Bugün '24 Kasım Öğretmenler Günü…'

Ülkemizde:

* Eğitimin küresel salgına kurban edildiği…

* Eğitimin içeriğinin dinselleştirildiği; biçiminin özelleştirildiği ve vakıflaştırıldığı…

* Eğitim alanımızın tepeden tırnağa yandaş siyasal kadrolarla doldurulduğu…

* Öğretmenlik mesleğinin niteliğinin ve saygınlığının düşürüldüğü…

* Yüz binlerce genç öğretmenimizin atanması yapılmazken, eğitim alanında yüz binlerce öğretmen açığının olduğu…

* Tüm öğretmenlerin ekonomik, demokratik ve sosyal haklar bakımından büyük sıkıntılar yaşadıkları bir dönem yaşıyoruz…

Böyle bir ortamda 'Öğretmenler Günü' coşku değil, hüzün veriyor insana… Ama hüzün de kaplasa içimizi 'her durumda ve koşulda iyiyi, doğruyu ve güzeli korumak ve geliştirmek…' durumundayız.

Öyleyse 24 Kasım; anılarımızı, bilinçlerimizi, umutlarımızı, azim ve kararlılığımızı yenileme günü olmalıdır.

24 KASIM'IN TARİHSEL ANLAMI

Bilindiği gibi, ülkemizde 1981'den önceki yıllarında yaygın olarak kutlanan bir Öğretmenler Günü yoktur.

Ancak o yıllarda, Öğretmen Okullarının kuruluş tarihi olan 16 Mart 1848 ve Köy
Enstitülerinin kuruluş tarihi olan 17 Nisan 1940 tarihlerinin yıldönümlerinde bazı okullarda ve kurumlarda anma törenleri yapılmaktaydı.
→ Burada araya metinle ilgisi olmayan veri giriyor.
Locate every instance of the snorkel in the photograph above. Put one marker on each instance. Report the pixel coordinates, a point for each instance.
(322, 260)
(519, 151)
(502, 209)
Ülkemizde 24 Kasım'ın Öğretmenler Günü olarak 1981 yılında kabul edilmiştir. Böyle bir kararın '12 Eylül faşist yönetimi döneminde kabul edilmesi…' konusunda ilk günlerden beri tartışmalar yapılmıştır, yapılmaktadır…

Ülkemizin duyarlı yurttaşları, 12 Eylül cuntacılarının demokrasimize verdiği zararları elbette unutmadı. O karanlık yıllarda öğretmenlere ve örgütlerine yapılan kötülükler de unutulmadı, unutulmamalıdır…

Ancak Öğretmenler Günü olarak kabul edilen '24 Kasım 1928' tarihinin Cumhuriyet ve eğitim tarihimiz açısından ne denli önemli olduğu da unutulmamalıdır.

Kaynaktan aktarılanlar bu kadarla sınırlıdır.